“Creativity is Contagious. Pass it on!” Albert Einstein
Source (Imagining Learning)
Pass it On!
This great article written by Peter Grey provides the argument for more freedom in our classrooms and for less tests with finite answers.
“Creativity is nurtured by freedom and stifled by the continuous monitoring, evaluation, adult-direction, and pressure to conform that restrict children’s lives today. In the real world few questions have one right answer, few problems have one right solution; that’s why creativity is crucial to success in the real world. But more and more we are subjecting children to an educational system that assumes one right answer to every question and one correct solution to every problem, a system that punishes children (and their teachers too) for daring to try different routes. “
Are we providing students with the chance to be creative and expand they ability to imagine, rethink, and improve our society and themselves. It also highlights the argument that testing creativity standardized testing or multiple choice short answers will not work. Classrooms that support creatively and purposeful freedom are not only good for our students, but also for a success democratic society.
Boredom is becoming an endangered activity but when we’re at our most bored we’re forced to push our creative boundaries. So in this over-stimulated environment of 21st century living, don’t forget to be bored every once in awhile.
Also getting lost! Sometimes are best discovers come from being lost! My rule is to only use GPS when I need to be somewhere… other than that it might be better to just find it yourself….. Bored and lost are what SUndays were made for!

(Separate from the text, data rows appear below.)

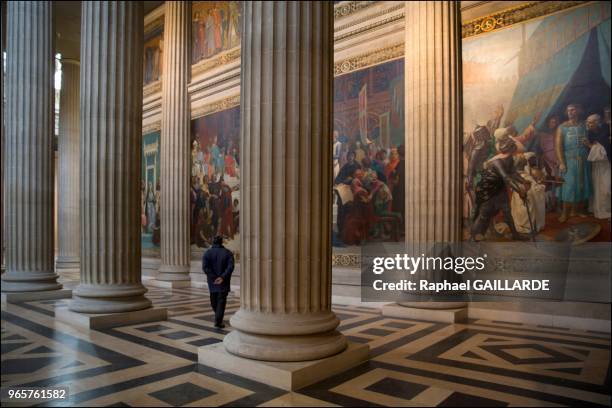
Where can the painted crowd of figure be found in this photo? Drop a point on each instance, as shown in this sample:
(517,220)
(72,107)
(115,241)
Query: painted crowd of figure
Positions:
(153,61)
(149,210)
(213,209)
(215,30)
(564,166)
(369,188)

“4. Sketch out their ideas.
Even in our screen-obsessed era, effective innovators still hash out ideas on paper. (If you don’t believe me, check out this 99% talk from Twitter creator Jack Dorsey, who sketched out the original concept at age 15.) Alexander Graham Bell, the inventor of the telephone, was also an inveterate sketcher. Bell’s notebooks reveal the inner-workings of a hyperactive brain: diagrams for crazy flying machines, sound devices, and even see-saws, drawn with a whacky artistic sensibility akin to that of Henry Darger or David Shrigley. “
This whole article is brilliant. I like this one a lot. I have notice that notebooks or journal are being used more in classrooms in both elementary and high school, but what are we using them for? Are we using them to collect thoughts, ideas, creative projects… or just as another place to put down content, that only the teacher sees.
Love to hear examples of using notebooks/sketch books outside of the purely academic realms….
anyone doing that in their classroom?